# Freeride boot Recommendations



## blackbeard (Nov 24, 2011)

Ride Insano and Salamon Malamute


----------



## I need a name (Mar 5, 2009)

Whatever fits best. Stiffness doesn't seem to have a huge effect on my riding. As long as they aren't noodley boots, I'm good to go.


----------



## KRS1 (Jul 11, 2013)

I need a name said:


> Whatever fits best. Stiffness doesn't seem to have a huge effect on my riding. As long as they aren't noodley boots, I'm good to go.


Thanks

Will try out the boots mentioned.


----------



## Fergatron2000 (Jun 6, 2012)

Ions and TM2's are both great med-stiff boots.
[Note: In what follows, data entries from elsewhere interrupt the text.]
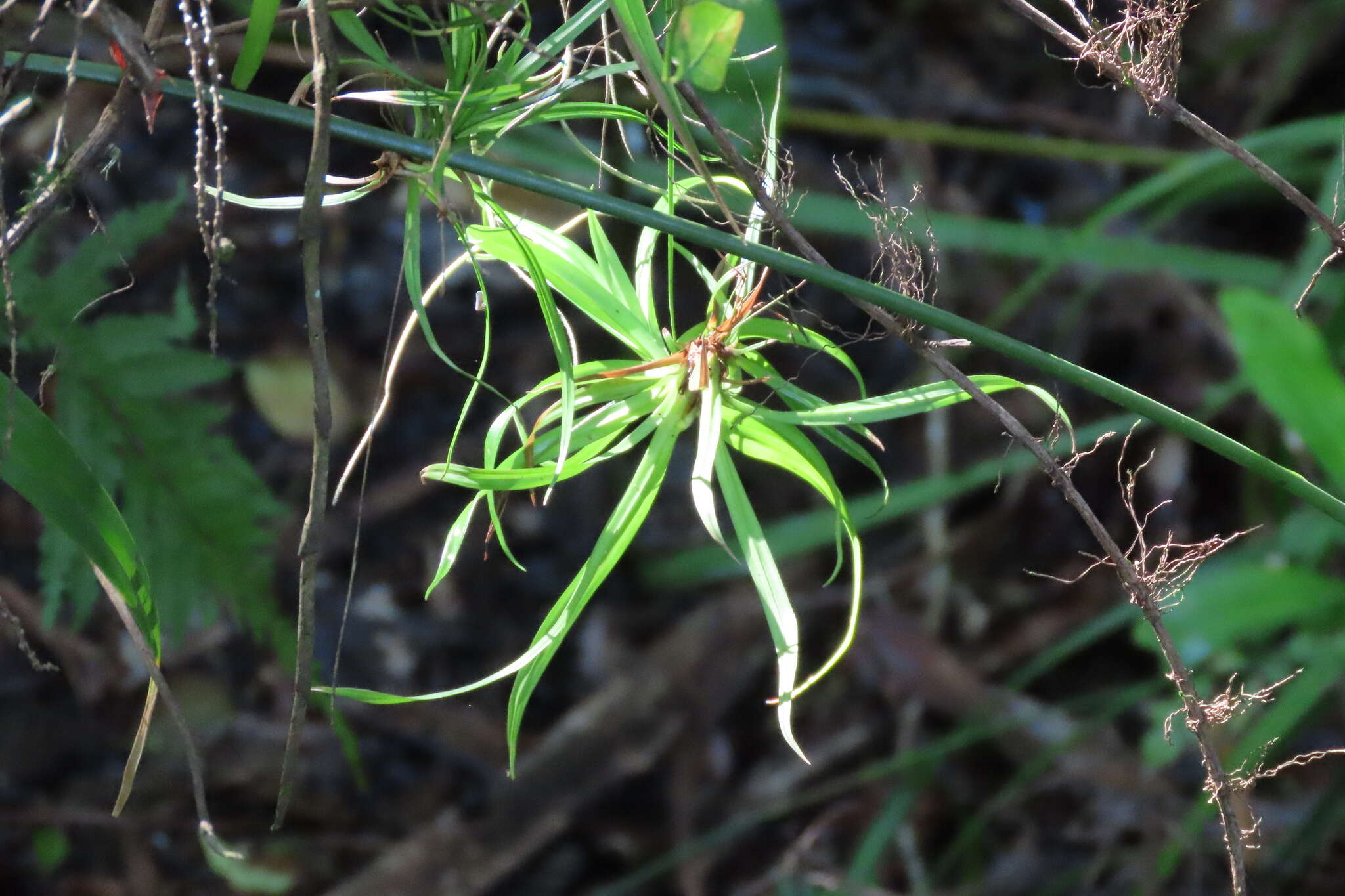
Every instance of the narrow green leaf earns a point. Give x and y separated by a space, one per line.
611 545
261 19
779 614
707 446
904 403
1286 362
454 542
294 203
363 695
787 448
791 333
575 276
354 30
703 42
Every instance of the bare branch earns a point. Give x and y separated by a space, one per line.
311 540
1133 584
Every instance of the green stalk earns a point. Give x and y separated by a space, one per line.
774 258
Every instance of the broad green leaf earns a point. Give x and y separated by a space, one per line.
791 333
261 19
1286 362
611 545
703 42
45 469
779 614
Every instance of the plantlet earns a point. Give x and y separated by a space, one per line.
699 378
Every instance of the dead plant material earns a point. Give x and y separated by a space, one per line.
902 263
1145 45
1166 567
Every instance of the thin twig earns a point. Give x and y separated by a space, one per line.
194 763
311 540
1134 586
1172 109
91 150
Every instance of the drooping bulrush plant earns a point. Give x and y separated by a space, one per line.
663 387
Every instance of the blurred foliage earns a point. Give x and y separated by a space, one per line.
120 387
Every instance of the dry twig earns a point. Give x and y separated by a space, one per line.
1137 589
311 540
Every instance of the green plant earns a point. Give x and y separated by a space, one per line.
703 377
121 387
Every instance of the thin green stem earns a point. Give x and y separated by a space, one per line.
776 259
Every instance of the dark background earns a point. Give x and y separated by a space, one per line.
649 731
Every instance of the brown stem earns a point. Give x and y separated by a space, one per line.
311 540
1170 108
91 150
1134 586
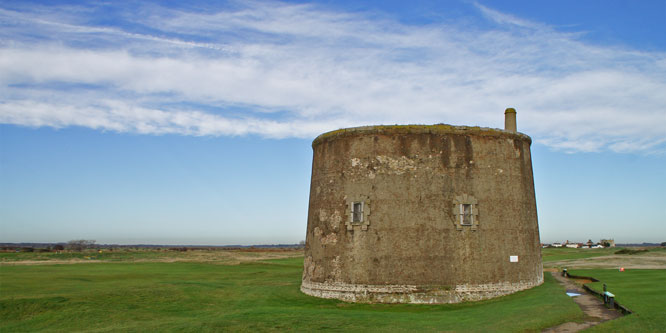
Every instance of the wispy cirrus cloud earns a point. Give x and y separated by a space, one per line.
284 70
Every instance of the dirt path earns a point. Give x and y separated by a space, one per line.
594 310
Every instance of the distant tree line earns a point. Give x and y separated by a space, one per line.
80 244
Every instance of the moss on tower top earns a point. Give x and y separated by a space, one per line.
417 129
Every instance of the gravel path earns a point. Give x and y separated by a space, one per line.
594 308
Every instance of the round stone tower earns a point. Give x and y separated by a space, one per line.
421 214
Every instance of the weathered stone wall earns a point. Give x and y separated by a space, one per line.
411 246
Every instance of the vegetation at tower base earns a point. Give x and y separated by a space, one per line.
421 214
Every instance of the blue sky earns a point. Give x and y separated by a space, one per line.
191 123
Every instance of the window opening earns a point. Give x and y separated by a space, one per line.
466 218
357 212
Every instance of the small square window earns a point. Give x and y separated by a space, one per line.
357 212
466 217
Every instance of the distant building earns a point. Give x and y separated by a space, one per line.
607 242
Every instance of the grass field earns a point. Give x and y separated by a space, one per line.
206 290
251 296
643 291
559 253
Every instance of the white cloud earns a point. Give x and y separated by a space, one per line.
281 70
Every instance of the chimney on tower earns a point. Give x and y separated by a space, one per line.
510 120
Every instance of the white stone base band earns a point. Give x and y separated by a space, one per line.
361 293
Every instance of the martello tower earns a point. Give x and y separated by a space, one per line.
422 214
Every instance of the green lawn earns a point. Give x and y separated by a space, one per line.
643 291
264 296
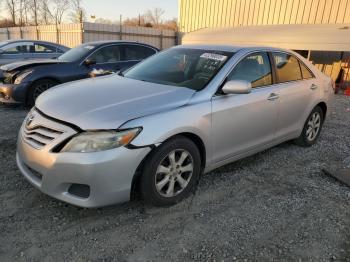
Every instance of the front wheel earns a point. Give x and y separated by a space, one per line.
312 128
171 172
38 88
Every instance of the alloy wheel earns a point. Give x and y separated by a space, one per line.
313 126
174 173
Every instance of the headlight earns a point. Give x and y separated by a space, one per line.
20 77
100 140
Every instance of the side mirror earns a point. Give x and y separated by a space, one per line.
237 87
89 62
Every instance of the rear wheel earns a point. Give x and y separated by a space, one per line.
312 128
171 173
38 88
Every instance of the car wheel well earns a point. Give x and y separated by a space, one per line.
323 106
194 138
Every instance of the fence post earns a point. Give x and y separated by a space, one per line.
37 32
121 32
161 39
120 28
82 32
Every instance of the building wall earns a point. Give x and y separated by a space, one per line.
197 14
74 34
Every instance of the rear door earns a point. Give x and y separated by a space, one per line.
295 90
106 59
133 54
245 122
44 51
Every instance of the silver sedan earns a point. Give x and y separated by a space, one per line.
157 127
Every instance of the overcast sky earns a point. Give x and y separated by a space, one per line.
112 9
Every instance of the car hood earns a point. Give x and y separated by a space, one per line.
29 63
110 101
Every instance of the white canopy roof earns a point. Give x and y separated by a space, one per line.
325 37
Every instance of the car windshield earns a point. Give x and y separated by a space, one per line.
77 53
3 43
191 68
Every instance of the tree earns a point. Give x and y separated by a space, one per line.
45 12
155 16
59 8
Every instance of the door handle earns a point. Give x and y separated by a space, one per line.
313 87
273 97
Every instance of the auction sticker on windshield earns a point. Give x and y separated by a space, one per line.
213 56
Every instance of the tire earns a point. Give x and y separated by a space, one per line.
315 120
38 88
167 166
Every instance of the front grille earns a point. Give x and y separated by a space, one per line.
8 78
40 136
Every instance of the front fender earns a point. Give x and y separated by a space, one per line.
194 119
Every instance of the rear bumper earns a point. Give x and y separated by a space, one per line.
13 94
107 174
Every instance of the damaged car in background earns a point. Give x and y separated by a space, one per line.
22 82
160 125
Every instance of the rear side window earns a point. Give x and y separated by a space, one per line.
255 69
305 72
137 52
287 67
17 49
108 54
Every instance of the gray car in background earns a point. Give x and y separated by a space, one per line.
177 114
17 50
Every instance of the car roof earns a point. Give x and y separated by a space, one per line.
231 48
29 40
100 43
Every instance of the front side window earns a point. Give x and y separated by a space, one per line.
255 69
108 54
77 53
191 68
287 67
44 49
137 52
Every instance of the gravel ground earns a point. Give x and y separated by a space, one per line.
274 205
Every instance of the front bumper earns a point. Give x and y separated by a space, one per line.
107 174
13 94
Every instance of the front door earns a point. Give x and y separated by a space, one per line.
243 122
296 86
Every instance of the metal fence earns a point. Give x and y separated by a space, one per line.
74 34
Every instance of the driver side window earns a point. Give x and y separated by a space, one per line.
255 68
108 54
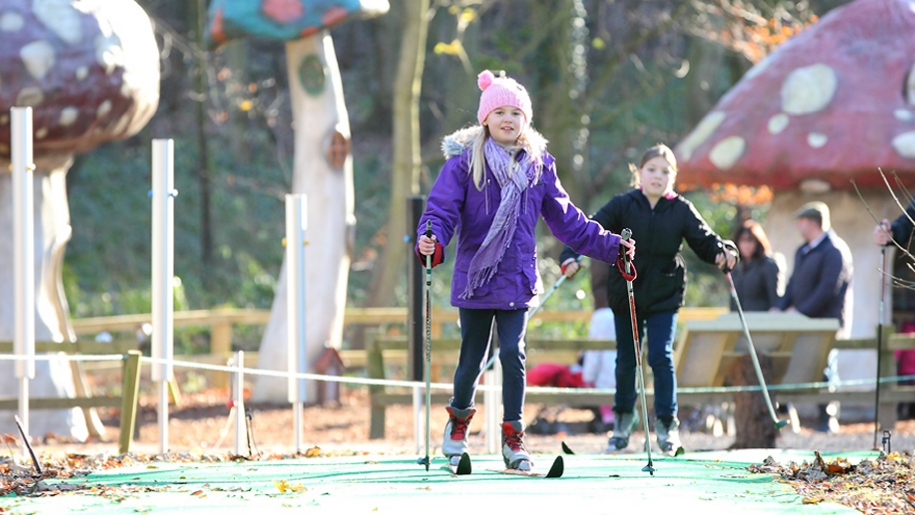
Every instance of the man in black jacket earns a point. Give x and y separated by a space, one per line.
820 285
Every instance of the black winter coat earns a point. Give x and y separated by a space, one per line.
659 235
820 283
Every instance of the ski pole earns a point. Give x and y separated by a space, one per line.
428 364
746 331
879 343
625 234
559 282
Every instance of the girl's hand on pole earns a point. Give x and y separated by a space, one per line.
726 260
882 232
570 267
427 245
629 248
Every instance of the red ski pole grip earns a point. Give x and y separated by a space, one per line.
625 266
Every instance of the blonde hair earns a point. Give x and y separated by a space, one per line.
659 150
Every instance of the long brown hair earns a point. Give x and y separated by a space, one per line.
752 227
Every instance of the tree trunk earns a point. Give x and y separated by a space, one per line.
407 159
52 323
323 170
755 429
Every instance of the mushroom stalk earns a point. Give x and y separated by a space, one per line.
319 114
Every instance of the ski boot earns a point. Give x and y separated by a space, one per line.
668 430
622 428
513 451
456 430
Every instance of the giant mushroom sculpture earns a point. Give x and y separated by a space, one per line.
90 73
322 163
831 105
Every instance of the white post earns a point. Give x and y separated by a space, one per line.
238 400
163 271
492 400
296 225
24 258
419 405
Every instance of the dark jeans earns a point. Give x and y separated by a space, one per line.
476 335
660 342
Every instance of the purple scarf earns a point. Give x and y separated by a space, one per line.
513 178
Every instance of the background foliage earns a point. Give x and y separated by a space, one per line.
608 78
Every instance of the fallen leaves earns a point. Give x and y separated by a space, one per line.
885 485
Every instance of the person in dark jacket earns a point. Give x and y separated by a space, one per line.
497 183
820 286
758 278
661 220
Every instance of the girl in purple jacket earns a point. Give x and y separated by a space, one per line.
498 181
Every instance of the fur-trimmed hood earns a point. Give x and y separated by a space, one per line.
459 141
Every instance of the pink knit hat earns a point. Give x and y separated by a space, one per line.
501 91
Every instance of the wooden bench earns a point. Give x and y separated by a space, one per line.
798 347
130 385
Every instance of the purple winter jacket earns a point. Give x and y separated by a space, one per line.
456 206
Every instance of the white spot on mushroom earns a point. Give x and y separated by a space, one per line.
68 115
726 152
38 58
808 89
701 133
108 52
29 96
904 144
61 18
103 109
11 22
816 139
778 123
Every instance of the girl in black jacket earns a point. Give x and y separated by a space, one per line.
660 220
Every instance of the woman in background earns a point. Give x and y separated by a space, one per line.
758 278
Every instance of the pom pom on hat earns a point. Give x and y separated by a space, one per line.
501 91
484 79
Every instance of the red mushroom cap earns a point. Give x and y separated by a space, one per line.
834 103
89 70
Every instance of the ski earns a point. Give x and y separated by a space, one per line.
463 468
556 470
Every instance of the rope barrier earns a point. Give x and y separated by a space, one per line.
448 386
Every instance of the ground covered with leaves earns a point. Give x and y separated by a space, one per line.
883 486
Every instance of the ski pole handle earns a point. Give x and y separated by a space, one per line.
429 257
625 235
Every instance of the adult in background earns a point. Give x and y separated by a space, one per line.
661 219
820 285
758 278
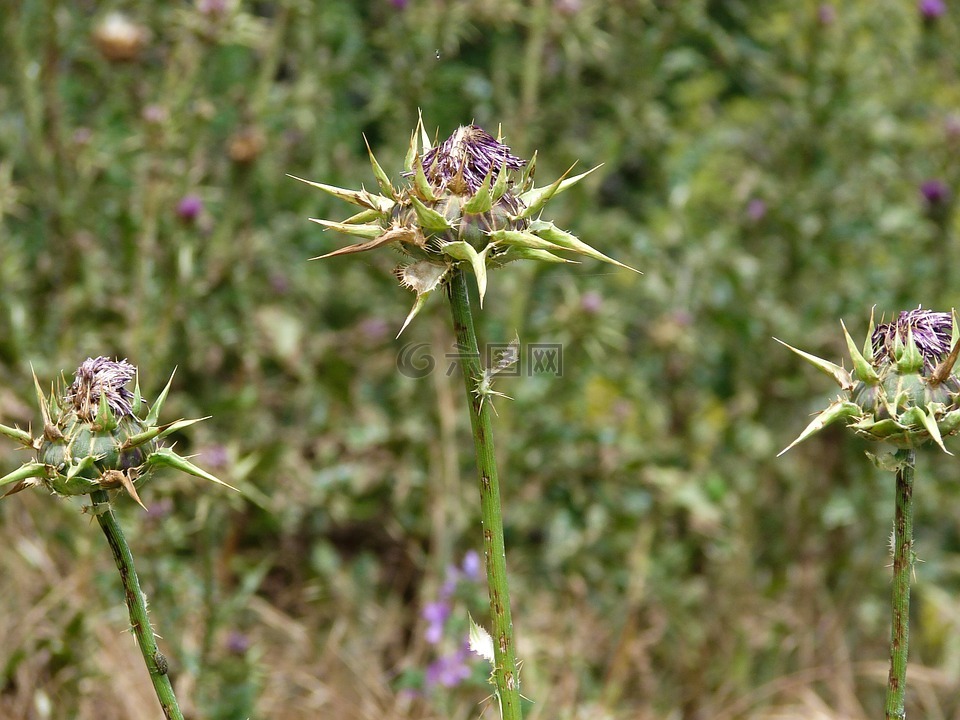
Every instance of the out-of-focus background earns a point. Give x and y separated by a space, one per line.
772 167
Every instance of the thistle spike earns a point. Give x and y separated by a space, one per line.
837 410
535 198
390 236
386 187
21 436
911 360
835 371
430 219
565 240
369 231
415 310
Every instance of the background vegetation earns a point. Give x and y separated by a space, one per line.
772 168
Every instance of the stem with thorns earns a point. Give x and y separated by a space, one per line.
137 605
505 670
903 558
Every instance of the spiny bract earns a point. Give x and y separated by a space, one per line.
902 389
96 436
465 201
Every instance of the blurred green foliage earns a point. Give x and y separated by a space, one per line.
770 168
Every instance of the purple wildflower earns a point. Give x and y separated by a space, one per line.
463 160
932 332
931 9
237 642
436 614
449 670
189 208
471 565
935 192
567 7
756 209
101 377
216 456
591 302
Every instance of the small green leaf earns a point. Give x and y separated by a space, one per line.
386 187
565 240
911 360
526 180
535 198
482 200
863 369
21 436
369 230
166 456
500 186
156 433
837 410
154 415
522 253
421 183
835 371
25 472
356 197
429 218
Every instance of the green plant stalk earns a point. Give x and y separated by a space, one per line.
137 605
903 557
505 671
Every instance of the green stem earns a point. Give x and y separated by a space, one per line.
137 605
505 671
902 567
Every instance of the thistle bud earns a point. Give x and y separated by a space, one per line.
119 39
468 201
98 435
902 389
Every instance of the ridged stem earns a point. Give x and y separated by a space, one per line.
903 557
506 675
136 605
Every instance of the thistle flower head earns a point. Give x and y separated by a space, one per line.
902 389
101 379
97 435
468 201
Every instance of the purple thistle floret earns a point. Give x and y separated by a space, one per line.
471 565
98 377
462 161
436 614
931 9
935 192
932 332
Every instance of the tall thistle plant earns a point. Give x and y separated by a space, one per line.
467 205
902 391
98 436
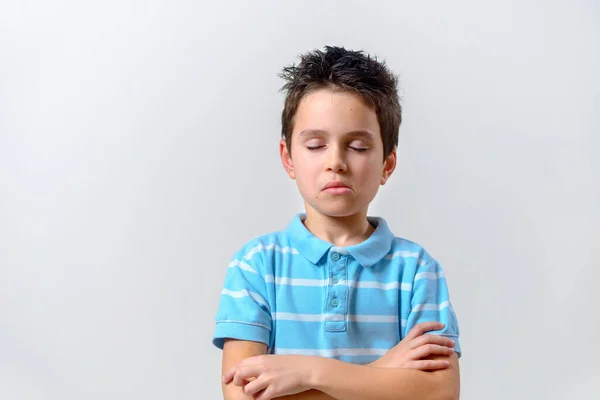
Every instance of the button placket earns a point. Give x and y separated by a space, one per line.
337 294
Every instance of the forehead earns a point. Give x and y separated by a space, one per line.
335 113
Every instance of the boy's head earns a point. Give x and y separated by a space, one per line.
344 70
340 129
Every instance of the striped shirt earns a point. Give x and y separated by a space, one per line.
301 295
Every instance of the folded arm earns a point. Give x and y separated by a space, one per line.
326 379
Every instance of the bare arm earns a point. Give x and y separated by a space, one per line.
356 382
235 351
332 379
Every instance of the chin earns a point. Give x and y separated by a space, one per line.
335 210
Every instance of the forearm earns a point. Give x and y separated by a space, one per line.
346 381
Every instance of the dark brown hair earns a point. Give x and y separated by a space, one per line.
347 70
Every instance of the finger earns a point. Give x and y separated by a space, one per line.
428 365
244 373
228 376
431 339
423 327
255 386
266 394
430 349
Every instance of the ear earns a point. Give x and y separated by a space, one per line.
389 165
286 159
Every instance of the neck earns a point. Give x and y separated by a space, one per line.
341 231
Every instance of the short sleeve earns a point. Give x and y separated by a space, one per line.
431 302
244 311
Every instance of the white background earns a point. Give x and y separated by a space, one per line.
138 152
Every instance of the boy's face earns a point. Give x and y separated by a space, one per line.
336 142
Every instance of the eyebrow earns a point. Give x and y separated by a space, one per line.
359 133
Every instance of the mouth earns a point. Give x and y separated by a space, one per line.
336 187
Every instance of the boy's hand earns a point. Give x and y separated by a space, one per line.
417 345
269 376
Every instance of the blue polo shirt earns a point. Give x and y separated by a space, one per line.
299 294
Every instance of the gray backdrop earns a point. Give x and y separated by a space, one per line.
138 151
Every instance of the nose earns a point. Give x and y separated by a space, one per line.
336 161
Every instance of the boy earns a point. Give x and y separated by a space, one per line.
336 306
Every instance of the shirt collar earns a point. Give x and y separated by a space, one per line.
367 253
Been riding the Ions for about 2 years now and they are awesome. I wasn't so stoked on them at first, but we eventually began a harmonious relationship once they packed out to my wide forefoot. 

They have softened up a bit, but just enough to appease my freestyle urges. I wouldn't wear them on a park day, but they will do just fine on a jump line. Lacing system is money. You can adjust your lower and upper tensions strapped in. Quality and durability are great. 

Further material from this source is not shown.